# Bonus - Triplets part

In [None]:
import numpy as np
import pandas as pd
import matplotlib.pyplot as plt
from collections import Counter
from itertools import combinations

pd.set_option('display.max_columns', 100) # to display all columns at all time
pd.options.mode.chained_assignment = None # to ignore false-positive warnings about chained assignments
data = pd.read_csv('ElectionsData.csv', header=0)

## IMPORTANT!!!
We need to convert everything to something that is not 'category' so either float or int.

This is because we can't use train_test_split on anything that is category.


In [None]:
def count_categories(attr):
    return len(data[attr].astype('category').cat.categories)

obj_attr = [(col, count_categories(col))  for col in data if data[col].dtype==np.object]

# XXXX REMOVE THIS. THIS IS ONLY BECAUSE OF THE ASSUMPTION THAT AT THIS POINT WE DON'T HAVE NaN's
data = data.dropna()

# Handle binary columns (Gender, Married, etc.)
for attr,cnt in obj_attr:
        data[attr] = data[attr].astype('category')

data['Gender_Int'] = data['Gender'].map({'Female':0, 'Male':1}).astype(int)
data['Voting_Time_Int'] = data['Voting_Time'].map({'By_16:00':0, 'After_16:00':1}).astype(int)

data = data.drop(['Gender','Voting_Time'],axis=1)

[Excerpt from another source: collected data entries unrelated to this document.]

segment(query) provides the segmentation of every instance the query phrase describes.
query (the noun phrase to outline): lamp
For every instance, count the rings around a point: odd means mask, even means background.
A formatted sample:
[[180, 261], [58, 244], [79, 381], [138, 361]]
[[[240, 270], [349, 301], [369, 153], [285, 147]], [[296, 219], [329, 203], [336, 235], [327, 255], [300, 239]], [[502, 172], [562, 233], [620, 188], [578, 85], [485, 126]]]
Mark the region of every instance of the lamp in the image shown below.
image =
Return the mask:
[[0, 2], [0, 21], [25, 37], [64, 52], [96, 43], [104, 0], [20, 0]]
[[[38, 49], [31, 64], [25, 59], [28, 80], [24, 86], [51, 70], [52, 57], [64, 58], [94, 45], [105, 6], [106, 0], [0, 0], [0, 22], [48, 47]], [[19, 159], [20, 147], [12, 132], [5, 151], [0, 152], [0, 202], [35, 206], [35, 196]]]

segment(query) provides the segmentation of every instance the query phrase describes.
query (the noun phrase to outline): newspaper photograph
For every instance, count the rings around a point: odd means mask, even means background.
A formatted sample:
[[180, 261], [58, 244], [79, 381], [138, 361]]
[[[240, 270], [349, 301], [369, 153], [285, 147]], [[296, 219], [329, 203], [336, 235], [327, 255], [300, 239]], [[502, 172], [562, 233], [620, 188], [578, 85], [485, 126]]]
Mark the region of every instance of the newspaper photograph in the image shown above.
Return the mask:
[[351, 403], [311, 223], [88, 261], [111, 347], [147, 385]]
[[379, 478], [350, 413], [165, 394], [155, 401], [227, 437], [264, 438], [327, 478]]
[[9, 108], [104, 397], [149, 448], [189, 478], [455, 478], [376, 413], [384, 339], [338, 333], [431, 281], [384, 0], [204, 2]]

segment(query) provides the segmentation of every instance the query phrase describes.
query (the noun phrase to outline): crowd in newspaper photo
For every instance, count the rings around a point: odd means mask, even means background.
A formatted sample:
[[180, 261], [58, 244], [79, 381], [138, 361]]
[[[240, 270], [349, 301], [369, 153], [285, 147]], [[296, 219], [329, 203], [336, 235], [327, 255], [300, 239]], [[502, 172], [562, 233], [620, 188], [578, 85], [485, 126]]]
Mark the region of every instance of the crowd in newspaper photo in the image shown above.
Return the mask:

for attr in ['Married','Looking_at_poles_results','Financial_agenda_matters','Will_vote_only_large_party']:
    data[attr+'_Int'] = data[attr].map({'No':0, 'Yes':1}).astype(int)
    data = data.drop(attr,axis=1)

# Handle categorical columns and add one-hot vectors
for attr in ['Most_Important_Issue','Main_transportation','Occupation']:
    data = pd.concat([data, pd.get_dummies(data[attr],prefix=attr)], axis=1)
    data = data.drop(attr,axis=1)
    
# For convenience, we want 'Vote_Int' to be at the beginning
for attr,cnt in obj_attr:
    if attr=='Vote':
        data[attr] = data[attr].astype('category').cat.rename_categories(range(1,cnt+1)).astype('float')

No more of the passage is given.